A revolta dos taberneiros contra monopólio criado pelo Marquês
Ponto de confluência de rotas internacionais do comércio e cidade em grande expansão, o Porto contava, no século XVIII, com cerca de mil tascas. Não havia restaurantes e eram estes taberneiros que escoavam grande parte da produção do vinho. Até que um decreto do Marquês de Pombal, em 1757, mandou fechar grande parte desses estabelecimentos, precisamente para preservar o monopólio da Companhia das Vinhas do Alto Douro. Tasqueiros, tanoeiros e armazenistas da cidade saíram à rua, a 23 de fevereiro, no que ficou conhecido como Motim dos Taberneiros. A tropa ocupou a cidade. Vinte e seis revoltosos foram condenados a pena capital.
As portas do "faroeste" que Salazar tornou obrigatórias
Sendo, por natureza e definição, também palcos de ócio e de partilha, as tascas e adegas do Porto, como as de todo o país, foram frequentemente vigiadas com um certa indulgência, sobretudo no terceiro quartel do século XX. A polícia política tolerava os jogos de azar e outras instituições, como a bisca, a sueca e o dominó, mas tinha perfeita noção de que estes estabelecimentos, muito em surdina, também eram espaços do reviralho e de resistência ao regime. Daí que, ainda hoje, sobrem alguns lembretes dessa vigilância quase discreta, tais como as portas de vaivém, à "faroeste", obrigatórias, por decreto de Salazar, para se limitar a intimidade da clientela.

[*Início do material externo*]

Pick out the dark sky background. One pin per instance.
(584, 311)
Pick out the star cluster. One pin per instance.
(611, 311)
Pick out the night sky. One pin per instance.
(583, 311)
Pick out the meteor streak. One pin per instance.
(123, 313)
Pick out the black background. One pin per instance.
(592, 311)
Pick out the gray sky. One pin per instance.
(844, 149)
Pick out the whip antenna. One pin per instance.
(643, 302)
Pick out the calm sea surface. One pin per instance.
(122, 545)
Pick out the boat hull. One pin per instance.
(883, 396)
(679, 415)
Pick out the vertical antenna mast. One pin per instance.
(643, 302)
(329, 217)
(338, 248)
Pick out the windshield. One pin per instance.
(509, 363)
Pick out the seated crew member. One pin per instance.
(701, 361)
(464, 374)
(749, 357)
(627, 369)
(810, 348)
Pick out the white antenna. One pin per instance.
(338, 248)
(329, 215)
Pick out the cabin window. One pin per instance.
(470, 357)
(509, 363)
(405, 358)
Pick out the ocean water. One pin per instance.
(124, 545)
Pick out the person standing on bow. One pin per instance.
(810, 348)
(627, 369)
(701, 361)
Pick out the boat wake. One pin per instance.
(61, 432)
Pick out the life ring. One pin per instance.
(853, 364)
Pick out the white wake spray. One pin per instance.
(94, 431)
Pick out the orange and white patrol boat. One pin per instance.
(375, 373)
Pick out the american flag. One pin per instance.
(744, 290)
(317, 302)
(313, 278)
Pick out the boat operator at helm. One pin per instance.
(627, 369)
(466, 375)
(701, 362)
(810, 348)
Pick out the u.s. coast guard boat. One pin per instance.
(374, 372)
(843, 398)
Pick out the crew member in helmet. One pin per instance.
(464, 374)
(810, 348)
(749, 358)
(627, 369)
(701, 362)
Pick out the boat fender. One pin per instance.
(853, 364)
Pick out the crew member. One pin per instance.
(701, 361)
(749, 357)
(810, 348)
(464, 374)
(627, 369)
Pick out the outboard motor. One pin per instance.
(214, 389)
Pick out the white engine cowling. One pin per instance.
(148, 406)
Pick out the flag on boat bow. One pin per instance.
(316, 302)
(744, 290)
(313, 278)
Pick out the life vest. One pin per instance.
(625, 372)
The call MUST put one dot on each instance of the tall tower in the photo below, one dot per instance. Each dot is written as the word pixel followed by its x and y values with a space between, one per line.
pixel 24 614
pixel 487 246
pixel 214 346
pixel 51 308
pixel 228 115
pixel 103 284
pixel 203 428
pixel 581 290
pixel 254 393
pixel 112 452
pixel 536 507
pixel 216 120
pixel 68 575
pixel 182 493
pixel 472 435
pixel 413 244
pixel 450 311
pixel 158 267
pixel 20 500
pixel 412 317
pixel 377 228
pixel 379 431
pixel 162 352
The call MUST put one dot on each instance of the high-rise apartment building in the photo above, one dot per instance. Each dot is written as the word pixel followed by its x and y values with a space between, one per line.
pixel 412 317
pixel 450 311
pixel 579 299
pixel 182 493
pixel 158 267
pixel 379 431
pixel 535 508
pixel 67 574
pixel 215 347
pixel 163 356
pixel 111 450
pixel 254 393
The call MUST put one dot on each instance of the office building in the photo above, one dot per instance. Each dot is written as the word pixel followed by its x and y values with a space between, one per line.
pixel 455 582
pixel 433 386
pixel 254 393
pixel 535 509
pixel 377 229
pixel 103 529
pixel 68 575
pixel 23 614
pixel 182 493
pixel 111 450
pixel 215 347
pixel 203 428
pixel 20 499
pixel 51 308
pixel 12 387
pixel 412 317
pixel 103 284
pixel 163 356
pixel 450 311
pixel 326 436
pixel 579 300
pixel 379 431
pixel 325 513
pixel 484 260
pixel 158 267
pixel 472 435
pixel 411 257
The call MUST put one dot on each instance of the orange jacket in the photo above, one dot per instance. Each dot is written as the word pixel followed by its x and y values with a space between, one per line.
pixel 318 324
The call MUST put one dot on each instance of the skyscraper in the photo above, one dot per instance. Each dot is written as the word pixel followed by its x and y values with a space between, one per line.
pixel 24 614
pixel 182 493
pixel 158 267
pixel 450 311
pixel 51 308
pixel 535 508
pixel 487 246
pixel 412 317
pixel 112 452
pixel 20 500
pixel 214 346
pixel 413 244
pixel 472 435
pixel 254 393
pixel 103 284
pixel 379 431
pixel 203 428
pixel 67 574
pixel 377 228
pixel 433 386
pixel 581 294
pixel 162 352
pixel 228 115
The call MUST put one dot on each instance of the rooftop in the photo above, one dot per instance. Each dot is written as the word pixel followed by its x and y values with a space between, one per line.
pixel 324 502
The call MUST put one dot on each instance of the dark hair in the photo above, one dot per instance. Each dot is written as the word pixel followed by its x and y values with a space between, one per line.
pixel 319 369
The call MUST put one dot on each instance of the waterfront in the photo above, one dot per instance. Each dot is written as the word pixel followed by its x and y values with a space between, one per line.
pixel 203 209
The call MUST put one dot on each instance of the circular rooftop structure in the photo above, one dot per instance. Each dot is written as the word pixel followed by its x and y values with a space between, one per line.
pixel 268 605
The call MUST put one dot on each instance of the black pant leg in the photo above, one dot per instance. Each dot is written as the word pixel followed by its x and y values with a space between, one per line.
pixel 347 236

A Rádio Moscovo e o copo de água que denunciava os bufos da PIDE
Se não constava em nenhum cardápio das tascas, a não ser, eventualmente, para lavar loiça, a água sempre tinha uma utilidade indispensável e de confiança a toda a prova. No auge da ditadura, quando ouvidos discretos se encostavam à Rádio Moscovo ou a Rádio Argélia e às emissões dirigidas desde o exílio por opositores a Salazar, um copo em cima do aparelho de rádio servia como contraespionagem e alerta para a presença de agentes da PIDE. O processo nunca cuidou de ser verificado, mas sempre constou que o copo começava a abanar e a respingar na aproximação de qualquer bufo, o que dava tempo ao tasqueiro para sintonizar os fados.